Hot drinks link to oesophageal cancer

Hot drinks link to oesophageal cancer

Hot drinks link to oesophageal cancer

The researchers compared drinking less than 700ml of tea per day at less than 60°C with drinking 700ml per day or more at 60°C or higher.

Hot beverage lovers may now have to think twice before sipping on a cuppa full of a burning coffee or tea, following a new scientific study on the impact of the habit.

The eighth most deadliest cause of cancer death is none other than oesophageal cancer.

The team from the American Cancer Society found that drinking two mugs worth of hot tea over 60 degrees Celsius (140 degrees Fahrenheit) almost doubled the risk.

The study examined 50,045 individuals aged 40 to 75 in Golestan, a province in northeastern Iran, for a median period of 10 years.

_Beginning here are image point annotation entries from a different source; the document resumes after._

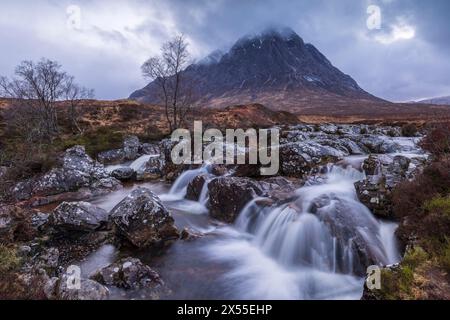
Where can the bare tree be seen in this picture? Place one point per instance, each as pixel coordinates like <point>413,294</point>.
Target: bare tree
<point>175,90</point>
<point>35,92</point>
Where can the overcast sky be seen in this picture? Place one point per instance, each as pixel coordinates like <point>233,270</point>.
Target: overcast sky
<point>103,43</point>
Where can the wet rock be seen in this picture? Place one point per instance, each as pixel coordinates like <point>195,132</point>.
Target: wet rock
<point>194,188</point>
<point>378,144</point>
<point>152,169</point>
<point>149,148</point>
<point>48,260</point>
<point>297,159</point>
<point>229,195</point>
<point>39,220</point>
<point>64,288</point>
<point>131,150</point>
<point>124,174</point>
<point>131,274</point>
<point>131,147</point>
<point>15,224</point>
<point>114,156</point>
<point>188,234</point>
<point>384,173</point>
<point>77,171</point>
<point>79,216</point>
<point>143,220</point>
<point>219,169</point>
<point>354,227</point>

Despite the World Health Organisation's recommendation of less than 65°C (149°F), lead researcher Dr Farhad Islami advises drinking temperature to be much lower.

Getty Images | Christopher Furlong
Getty Images | Christopher Furlong

Tea drinkers who consumed less of the beverage at cooler temperatures were significantly less at risk.

But according to a new study, there's some evidence that drinking a really hot mug of it could heighten your risk of esophageal cancer.

According to a study, drinking extremely hot tea can increase the risk of esophageal cancer. An article published in the journal Burns in 2016 found that a cup of tea with 10ml of milk cooled to less than 65 C in under five minutes.

They said that the drink was not associated with the cancer at all rather the temperature is the real victim in doing so to all types of tea. But this study, say the authors, is the first to pinpoint a specific temperature of tea.

The American Cancer Society reports there are about 17,650 new esophageal cancer cases diagnosed each year in the country, largely in men. However, they also recommend further studies on the reason behind the connection.

"If you go to the Middle East or to Russian Federation, they drink it out of a samovar that's constantly under heat", Peter Goggi, president of the Tea Association of the U.S., told CNN in 2018.